Level 4: Multi-step agent
Level 4 extends the tool name pattern to a complete multi-step agent that manages its workflow and status. The “Multi-steady state” class maintains internal memory for user input, tool output, and proxy operations. Each iteration generates a plan prompt that sums up the entire memory, requiring the model to select one of several tools such as web search simulation, information extraction, text summary or report creation or end the task with final output. After executing the selected tool and appending its results to memory, the process repeats until the model issues a “full” operation or reaches the maximum number of steps. Finally, the agent organizes the memory into a cohesive final response. This structure shows how LLM arranges a complex multi-stage process while consulting external functions and refining plans based on previous results.
class MultiStepAgent:
"""Level 4: Multi-Step Agent - Model controls iteration and program continuation"""
def __init__(self):
self.tools = {
"search_web": self.search_web,
"extract_info": self.extract_info,
"summarize_text": self.summarize_text,
"create_report": self.create_report
}
self.memory = []
self.max_steps = 5
def run(self, user_task):
self.memory.append({"role": "user", "content": user_task})
steps_taken = 0
while steps_taken The multi-stage category maintains evolving memory of user input and tool output, and then repeatedly prompts the LLM to decide on its next operation, whether to search the network, extract information, summarize information, create a report or complete a report or complete, execute the selected tool and attach results until the task has been completed or the step limit is reached. By doing so, it demonstrates a level 4 proxy that coordinates multi-step workflows by allowing model control iteration and program continuation.

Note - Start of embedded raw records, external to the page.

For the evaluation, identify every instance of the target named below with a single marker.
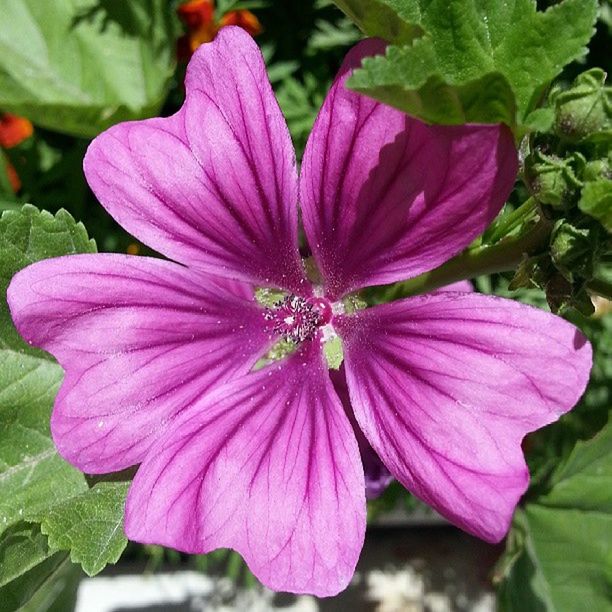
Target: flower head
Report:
(160, 357)
(13, 131)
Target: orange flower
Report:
(13, 130)
(13, 177)
(199, 19)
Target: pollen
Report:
(297, 319)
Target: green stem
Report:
(526, 211)
(600, 287)
(501, 257)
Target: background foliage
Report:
(74, 67)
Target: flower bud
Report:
(585, 108)
(575, 250)
(554, 180)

Level 5: Completely autonomous agent
At the highest level, the Automatic Product class presents a closed-loop system where the model not only plans and executes, but also generates, validates, perfects and runs new Python code. After recording user tasks, the agent asks the model to develop a detailed plan and then prompts it to generate an independent solution code, which will automatically clean the price reduction method. The subsequent verification steps query any syntax or logic problems; if problems are found, the agent requires the model to be perfected. The verified code will then be wrapped with sandboxing utilities such as secure printing, captured output buffers and capture logic, and executed in a constrained local environment. Finally, the agent synthesized a professional report explaining the work done, how it was done, and the final result. This level embodies a truly autonomous AI system that extends its functionality through dynamic code creation and execution.
class AutonomousAgent:
"""Level 5: Fully Autonomous Agent - Model creates & executes new code"""
def __init__(self):
self.memory = []
def run(self, user_task):
self.memory.append({"role": "user", "content": user_task})
print("🧠 Planning solution approach...")
planning_message = self.plan_solution(user_task)
self.memory.append({"role": "assistant", "content": planning_message})
print("💻 Generating solution code...")
generated_code = self.generate_solution_code()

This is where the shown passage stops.